Diane Ravitch is a historian of education who was once a proponent of conservative school “reform.” Starting out in the 1970s as an ally of Al Shanker, president of the American Federation of Teachers, Ravitch moved rightward when she joined the movement calling for national standards and test-based accountability in education. Famously, in the wake of the wreckage created by President George W. Bush’s No Child Left Behind policy, with its emphasis on high-stakes testing and the policy of punishing failing schools, she changed her mind. And she let people know it with a brilliant broadside, The Life and Death of the Great American School System, aimed at what she now calls “corporate education reform.” [See Featherstone, “Resisting Reforms,” August 12, 2010.] She has since used her popular blog and nationwide stump speeches to rally a fast-growing army of mutineers that includes groups like FairTest and Citizens for Public Schools as well as teachers and parents around the country.
In her new book, Reign of Error, Ravitch attacks the central narrative of corporate education reform, which goes like this: test scores prove that US schools have failed, sinking in relation to measures of aptitude in other countries. High school dropout rates are on the rise, and our economy and security are at risk. At the heart of the problem are lazy, incompetent and undemanding teachers. For this reason, unions and teacher job protection must go. Schools need evaluating so that we can close the failed ones and open charter schools in their place. For-profit charters, along with vouchers and online schools, will provide better education for children at a cheaper price. Business leaders and foundations are helping us move in the right direction, toward innovation and school reform.
Reign of Error is both a manifesto fueled by righteous indignation about this narrative and a policy wonk’s memo crammed with charts and footnotes refuting it. Much like the celebrated statistics wizard Nate Silver, Ravitch is an explainer, someone who is adept at explicating technical data without resorting to geek speak. She extends the arguments of her previous book by claiming that the American public is the victim of a “hoax” in which purported free-market solutions have worked as distractions from the truly pressing problems of poverty and segregation by race and class, which impede learning and therefore should be the actual target of education and social reform. The corporate-reform narrative tactfully avoids using language that smacks of privatization because, while accurate, it would almost certainly make the proposed reforms less popular. “Public education is in a crisis only so far as society is and only so far as this new narrative of crisis has destabilized it,” Ravitch writes.
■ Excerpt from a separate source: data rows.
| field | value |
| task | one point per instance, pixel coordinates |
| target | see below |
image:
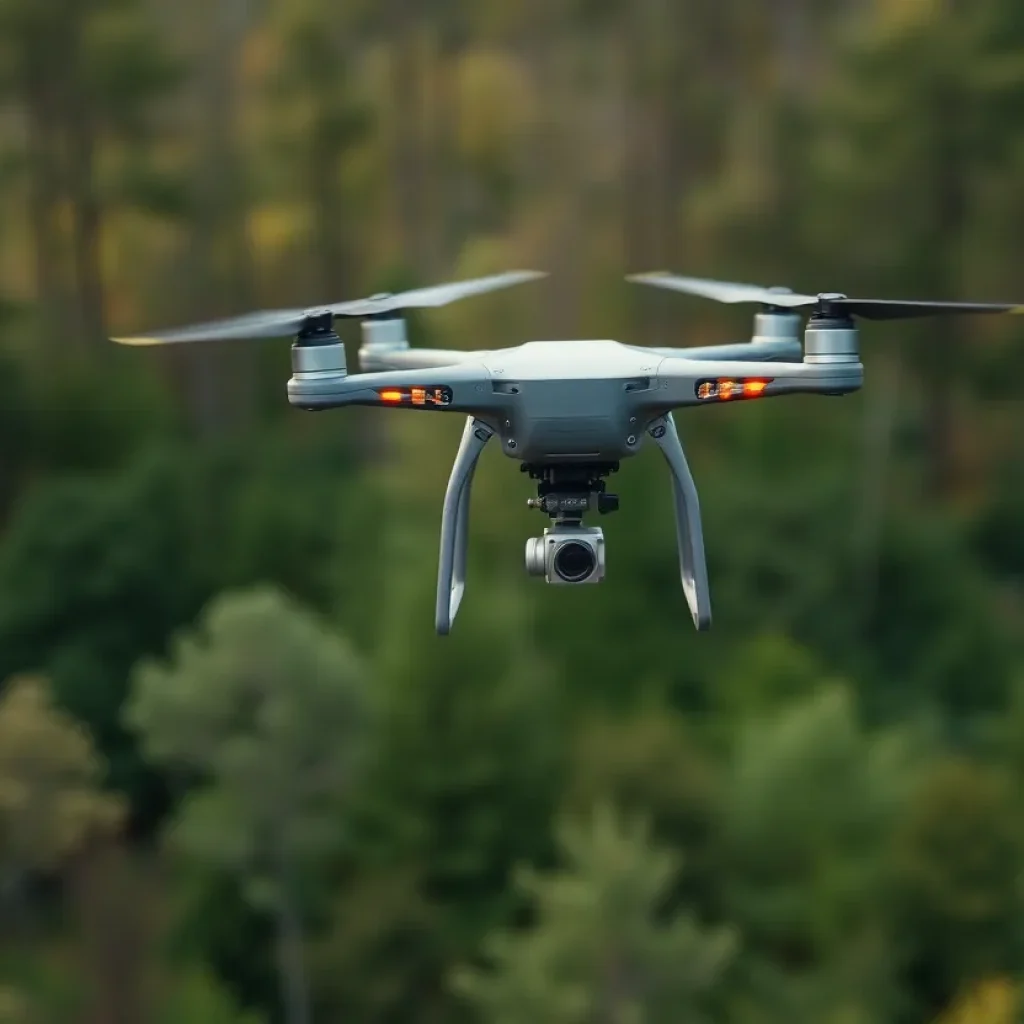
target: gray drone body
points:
(569, 411)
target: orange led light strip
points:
(725, 388)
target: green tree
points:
(599, 948)
(810, 801)
(265, 708)
(956, 896)
(651, 765)
(50, 801)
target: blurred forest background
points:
(242, 780)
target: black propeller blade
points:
(822, 304)
(285, 323)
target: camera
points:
(567, 554)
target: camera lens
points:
(574, 561)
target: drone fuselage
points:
(569, 411)
(551, 401)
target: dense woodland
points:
(242, 781)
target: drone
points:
(569, 411)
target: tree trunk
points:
(88, 227)
(43, 197)
(220, 387)
(408, 156)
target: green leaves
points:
(598, 948)
(267, 707)
(50, 801)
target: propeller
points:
(284, 323)
(824, 304)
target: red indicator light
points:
(416, 395)
(725, 388)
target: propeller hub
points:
(317, 324)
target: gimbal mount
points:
(565, 492)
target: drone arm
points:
(455, 525)
(682, 381)
(689, 534)
(783, 350)
(410, 358)
(465, 387)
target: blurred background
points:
(242, 779)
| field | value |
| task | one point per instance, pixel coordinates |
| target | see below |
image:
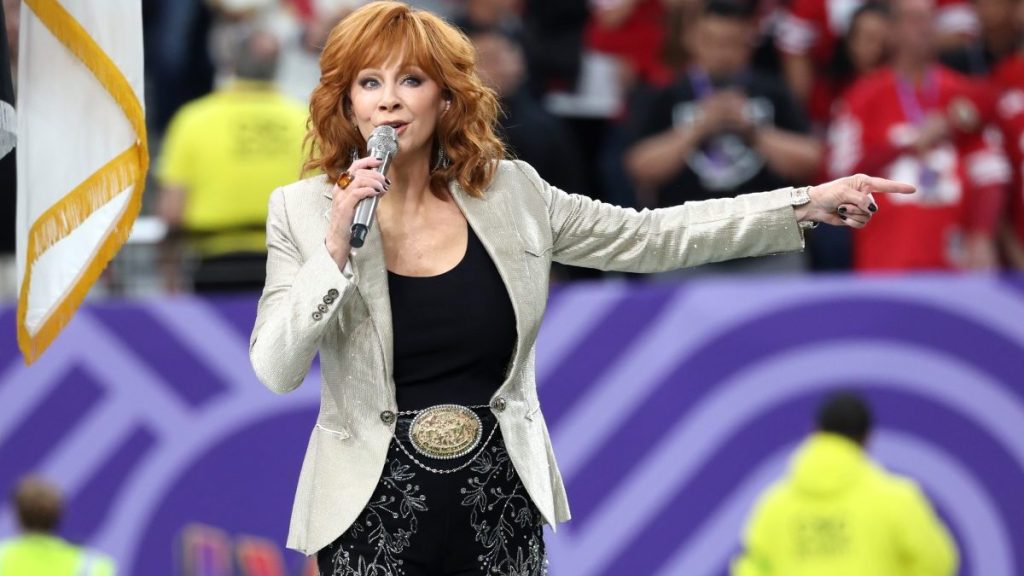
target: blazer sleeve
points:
(300, 299)
(592, 234)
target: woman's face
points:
(868, 42)
(401, 95)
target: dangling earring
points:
(442, 159)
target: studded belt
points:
(445, 432)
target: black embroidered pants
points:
(477, 521)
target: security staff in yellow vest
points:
(839, 513)
(39, 551)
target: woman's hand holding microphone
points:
(360, 180)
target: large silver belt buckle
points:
(445, 432)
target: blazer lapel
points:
(371, 275)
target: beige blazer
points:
(309, 305)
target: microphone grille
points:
(384, 138)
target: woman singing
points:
(430, 454)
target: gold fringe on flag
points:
(127, 169)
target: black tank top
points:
(454, 333)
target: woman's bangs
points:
(400, 41)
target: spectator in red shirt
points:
(1010, 81)
(914, 122)
(808, 33)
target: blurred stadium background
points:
(673, 402)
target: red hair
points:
(370, 37)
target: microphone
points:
(383, 145)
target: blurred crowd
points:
(639, 103)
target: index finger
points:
(876, 183)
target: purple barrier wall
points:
(671, 407)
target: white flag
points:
(82, 154)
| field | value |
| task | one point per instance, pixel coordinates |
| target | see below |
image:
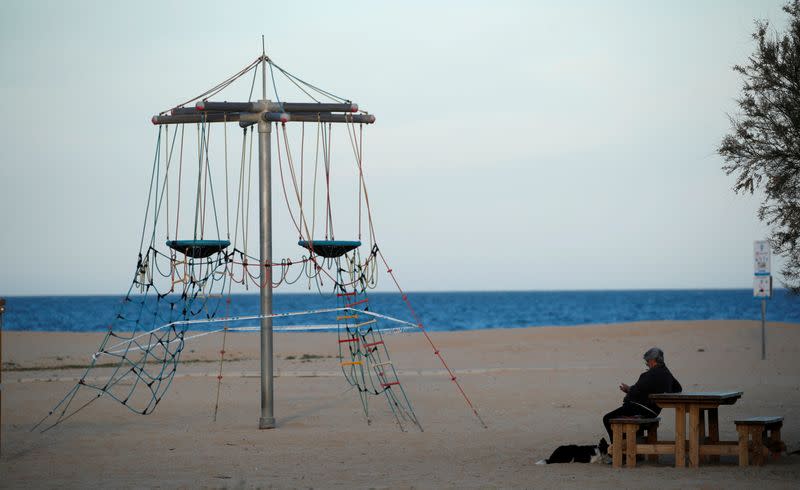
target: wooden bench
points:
(756, 436)
(624, 430)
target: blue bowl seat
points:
(198, 249)
(329, 248)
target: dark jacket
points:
(654, 380)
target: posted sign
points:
(762, 286)
(761, 257)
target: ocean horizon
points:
(441, 311)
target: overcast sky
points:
(518, 145)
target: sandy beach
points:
(536, 388)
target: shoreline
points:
(536, 388)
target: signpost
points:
(762, 285)
(2, 310)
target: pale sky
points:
(518, 145)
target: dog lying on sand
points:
(578, 454)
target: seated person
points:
(657, 379)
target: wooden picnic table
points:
(696, 404)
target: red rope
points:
(436, 351)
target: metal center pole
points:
(267, 419)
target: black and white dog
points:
(578, 454)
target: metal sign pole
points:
(2, 310)
(763, 329)
(762, 285)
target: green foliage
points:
(763, 147)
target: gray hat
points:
(654, 353)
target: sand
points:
(536, 388)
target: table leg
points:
(713, 430)
(630, 448)
(680, 436)
(616, 449)
(694, 436)
(652, 438)
(702, 429)
(744, 438)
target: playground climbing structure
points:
(196, 247)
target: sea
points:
(444, 311)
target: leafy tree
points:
(763, 146)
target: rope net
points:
(178, 284)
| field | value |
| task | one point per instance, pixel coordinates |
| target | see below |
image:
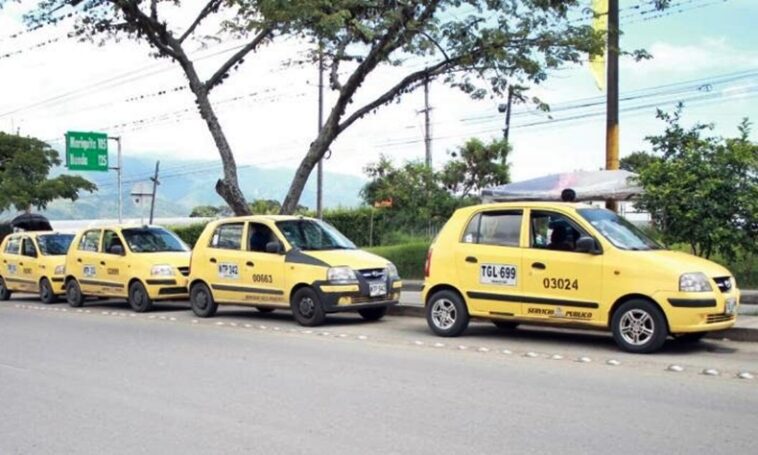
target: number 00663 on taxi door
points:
(497, 274)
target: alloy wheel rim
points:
(444, 314)
(637, 327)
(307, 306)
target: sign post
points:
(86, 151)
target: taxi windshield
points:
(152, 240)
(314, 235)
(54, 244)
(620, 232)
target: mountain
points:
(186, 184)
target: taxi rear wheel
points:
(74, 294)
(139, 300)
(373, 314)
(307, 308)
(46, 293)
(201, 301)
(638, 326)
(5, 294)
(446, 314)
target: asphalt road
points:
(104, 380)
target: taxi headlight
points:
(341, 275)
(694, 282)
(392, 271)
(162, 270)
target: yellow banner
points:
(599, 24)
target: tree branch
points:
(209, 7)
(234, 59)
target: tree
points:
(703, 190)
(637, 161)
(478, 46)
(413, 191)
(142, 20)
(25, 164)
(475, 166)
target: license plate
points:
(731, 306)
(377, 289)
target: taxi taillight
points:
(428, 263)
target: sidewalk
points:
(746, 328)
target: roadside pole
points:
(155, 190)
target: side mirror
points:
(587, 245)
(274, 247)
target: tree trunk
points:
(228, 187)
(315, 153)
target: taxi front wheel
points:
(638, 326)
(446, 314)
(201, 301)
(5, 294)
(74, 294)
(139, 300)
(307, 308)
Having explained why student scores on standardized tests cannot reliably be used to measure and assess their teachers’ performance, Ravitch concludes by offering a stinging appraisal: this signature idea of corporate reformers “may even be junk science.”
Ours is an age of relentless testing, corrupted by cooked or deceitful results and widespread cheating scandals. Only one test, the National Assessment of Educational Progress, has remained credible, because there are no stakes attached to it. Ravitch cites NAEP results showing that, contrary to the corporate reformers’ talking points, children’s test scores are at the highest point on record. Reading and math have improved over time (the biggest gains occurred, however, before No Child Left Behind—a showing that may reflect the shift in federal policy from equity to test scores). Nor is it true that the United States is falling behind compared with other nations, though its scores have never been very high, and policy-makers should probably worry more than Ravitch does about the stagnation of US college graduation rates. (Severe inequality pulls US scores down in international comparisons.) But the high school dropout rate is at an all-time low, and graduation rates are at an all-time high. Moreover, there is absolutely no good evidence that schools are to blame for the struggling economy. On the contrary, business leaders have succeeded in turning schools into scapegoats for their decisions to export jobs and lower labor costs. Nor is there any basis for the claim that schools will improve if teacher tenure and seniority are abandoned. Likewise, the claim that learning can be improved by a scorched-earth policy of firing principals and teachers, closing schools, and starting anew remains unproven.